I got home last night after my visit and was completely monotone, in shock, upset, feeling defeated again and motivated more than ever. It was quite a combination of feelings, but the result of all of them was that I just wanted to go to bed without eating and sleep the night away. I didn't want to do that to my kids, I've missed Mady and Annabelle was seeming to have a good afternoon so I wanted to make the most of it. I called a friend in a pinch and asked if her little girl wanted to come over and play with Mady - I'll throw turkey burgers on the grill, she offered to bring the wine and we made it happen. The night was great. I was distracted from the day, my house was full of giggles and our friends were next to us.Annabelle started going downhill soon before they arrived, she wanted to be held and not put down. She turned her head away from people every time they would look at her, she pouted and clung tight to my shirt as I sat with her on the couch. I didn't push and we took it really slow and easy with her for the night. Once I watched her temperature for a bit, I laid her down to bed and she went right to sleep. The girls were playing, we had a mini dance party with 4yo's strutting their best moves in my living room and I poured myself another glass of wine and cheers-ed our friends. Around 10:30 - 11pm I heard a scream from upstairs, just like clockwork, something was wrong with Annabelle.
AK brought her downstairs and just her appearance scared me more than usual. Her skin was pale, almost purple, but her cheeks were flushed bright red. It was very odd. She felt very cool and her entire body was shaking. Oh God she was shaking so hard! It took everything I had to keep her still and hold her tight. I asked for a blanket quickly and the thermometer .. we also needed Lambie stat. She laid on me screaming and shaking as I took her temperature, it was fortunately 96. I don't know if that meant it had previously been really low or really high, I had no way of knowing. All I knew is that she was hurting - her face was full of tears and her little body couldn't lay still. She wasn't comfortable in her own skin, she was hurting, she was shaking, she was clearly scared to death as she gripped my shirt as tight as she could, crying into my cheek and ear. I didn't want to cry in front of my friends. In fact, I haven't cried during this entire ordeal yet. I can't let a tear drop because I don't know if they will stop. I can't lose focus. Holding my baby girl in my arms, with dear friends watching me from across the room, the only thing I knew to do was rely on what I do best - sarcasm. "Oh it's ok friends. She's 21 months old, she's just testing her boundaries right now." They looked as entertained at the statement as I was when the damn doctor at St. Mary's said it to me. My poor friends faces showed just how helpless they felt, as I do every single day. We had a room full of people that love Annabelle with all our hearts, we all want to help her and no one can. Annabelle laid there bawling her eyes out until she finally calmed herself down to relax laying on my chest. She was soo tired. I hate nights like this for her. She's so exhausted, you know she just wants to sleep. But she can't, she can't rest because of the pain, she can't relax because of the fevers, she can't smile and play like a normal little girl because she just doesn't have the energy to do it. My God she needs prayers answered! She needs help!!

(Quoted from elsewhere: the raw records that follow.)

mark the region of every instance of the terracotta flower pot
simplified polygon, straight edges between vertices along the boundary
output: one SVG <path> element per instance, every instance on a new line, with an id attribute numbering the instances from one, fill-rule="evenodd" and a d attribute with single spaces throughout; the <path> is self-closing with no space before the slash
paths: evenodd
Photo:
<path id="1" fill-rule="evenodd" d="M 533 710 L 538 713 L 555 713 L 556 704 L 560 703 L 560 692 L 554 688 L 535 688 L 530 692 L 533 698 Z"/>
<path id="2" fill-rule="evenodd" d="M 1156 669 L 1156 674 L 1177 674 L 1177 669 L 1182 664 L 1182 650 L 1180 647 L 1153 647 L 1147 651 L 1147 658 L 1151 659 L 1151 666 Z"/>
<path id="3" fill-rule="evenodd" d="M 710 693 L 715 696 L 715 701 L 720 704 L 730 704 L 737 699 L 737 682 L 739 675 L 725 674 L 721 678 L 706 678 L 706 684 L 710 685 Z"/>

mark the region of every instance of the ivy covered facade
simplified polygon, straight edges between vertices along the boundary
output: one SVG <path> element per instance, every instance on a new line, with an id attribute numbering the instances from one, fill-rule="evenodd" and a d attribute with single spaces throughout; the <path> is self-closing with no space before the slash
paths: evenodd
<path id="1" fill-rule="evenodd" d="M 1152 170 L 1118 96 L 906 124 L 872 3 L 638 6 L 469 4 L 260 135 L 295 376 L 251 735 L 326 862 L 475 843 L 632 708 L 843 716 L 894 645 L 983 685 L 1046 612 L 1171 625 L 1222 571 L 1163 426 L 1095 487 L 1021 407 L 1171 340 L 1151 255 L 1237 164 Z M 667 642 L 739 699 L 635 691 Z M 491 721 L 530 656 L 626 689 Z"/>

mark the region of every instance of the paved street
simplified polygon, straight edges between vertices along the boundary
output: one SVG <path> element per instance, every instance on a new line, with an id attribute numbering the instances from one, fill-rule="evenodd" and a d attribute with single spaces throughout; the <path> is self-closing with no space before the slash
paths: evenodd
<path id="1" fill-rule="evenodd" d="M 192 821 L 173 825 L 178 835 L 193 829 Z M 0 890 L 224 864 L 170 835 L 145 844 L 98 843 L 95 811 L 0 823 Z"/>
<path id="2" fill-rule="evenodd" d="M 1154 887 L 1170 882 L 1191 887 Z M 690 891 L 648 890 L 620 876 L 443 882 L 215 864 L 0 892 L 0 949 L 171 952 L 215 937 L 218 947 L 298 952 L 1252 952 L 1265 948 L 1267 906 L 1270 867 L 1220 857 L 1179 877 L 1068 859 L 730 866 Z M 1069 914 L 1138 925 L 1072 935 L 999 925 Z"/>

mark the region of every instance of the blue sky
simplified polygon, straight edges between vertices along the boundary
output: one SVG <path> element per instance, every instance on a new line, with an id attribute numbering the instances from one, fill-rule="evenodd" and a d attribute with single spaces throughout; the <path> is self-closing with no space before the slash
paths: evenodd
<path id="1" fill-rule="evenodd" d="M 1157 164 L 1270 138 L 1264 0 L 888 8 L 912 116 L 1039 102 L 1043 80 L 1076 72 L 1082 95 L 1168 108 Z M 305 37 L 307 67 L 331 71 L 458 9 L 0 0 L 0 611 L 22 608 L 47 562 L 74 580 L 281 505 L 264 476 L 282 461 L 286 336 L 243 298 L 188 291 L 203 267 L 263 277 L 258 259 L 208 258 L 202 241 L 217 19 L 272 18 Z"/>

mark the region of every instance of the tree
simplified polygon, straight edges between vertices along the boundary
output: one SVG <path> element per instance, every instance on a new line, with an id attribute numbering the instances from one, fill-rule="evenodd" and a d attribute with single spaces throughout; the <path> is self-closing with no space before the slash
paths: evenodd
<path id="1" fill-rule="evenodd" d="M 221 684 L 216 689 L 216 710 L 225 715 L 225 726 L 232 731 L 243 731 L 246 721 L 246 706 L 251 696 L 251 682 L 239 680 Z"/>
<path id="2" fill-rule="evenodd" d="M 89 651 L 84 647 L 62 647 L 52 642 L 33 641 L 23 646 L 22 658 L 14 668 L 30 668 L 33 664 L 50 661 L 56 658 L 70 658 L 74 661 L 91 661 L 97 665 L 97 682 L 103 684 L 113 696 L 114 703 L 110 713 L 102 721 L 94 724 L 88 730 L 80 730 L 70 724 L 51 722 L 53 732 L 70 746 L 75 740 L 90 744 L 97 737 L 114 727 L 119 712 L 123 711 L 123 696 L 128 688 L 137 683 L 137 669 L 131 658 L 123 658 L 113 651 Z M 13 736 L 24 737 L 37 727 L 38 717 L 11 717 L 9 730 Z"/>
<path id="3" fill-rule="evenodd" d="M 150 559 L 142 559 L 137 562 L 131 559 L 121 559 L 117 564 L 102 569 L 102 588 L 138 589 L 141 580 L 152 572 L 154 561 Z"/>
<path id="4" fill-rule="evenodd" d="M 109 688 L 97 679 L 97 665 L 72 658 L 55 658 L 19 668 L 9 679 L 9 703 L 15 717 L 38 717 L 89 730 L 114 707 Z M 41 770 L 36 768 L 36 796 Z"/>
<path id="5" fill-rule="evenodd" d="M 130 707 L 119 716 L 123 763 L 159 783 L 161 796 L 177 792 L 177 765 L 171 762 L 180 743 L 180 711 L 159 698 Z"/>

We got Annabelle back in bed shortly later. She fell right to sleep and repeated the same ordeal during the night, crying and whimpering often every couple hours. This morning she is very tired. Her spells of energy are becoming shorter and shorter. If she wants to play or laugh or annoy her sister, she tries to - but soon after she lays on someone and doesn't have the energy to get up and continue. After repeating this cycle over and over this morning, I finally just laid her down and made her go back to sleep. She needs the rest and sleep, I know she doesn't get it at night like she should. I always want to know for sure if it's just being tired that is making her act this way, or if this is something I should be documenting. Once she wakes up, I will be able to better read and understand whats going on. It's been two-three days since our last symptom presented itself, were due for our next one anyway! (Que the sarcasm and rolling eyes).
I would like to get her out of the house today if she is up for it. I don't take Annabelle out of the house at all much anymore because of the last several weeks issues in addition to her poor immune system. She needs the sunshine and fresh air though. If she seems up for it in a bit, we may try to make a trip out and enjoy the day a little. I know Mady wants to get out too. Heck, I could use the fresh air any chance I get as well ;)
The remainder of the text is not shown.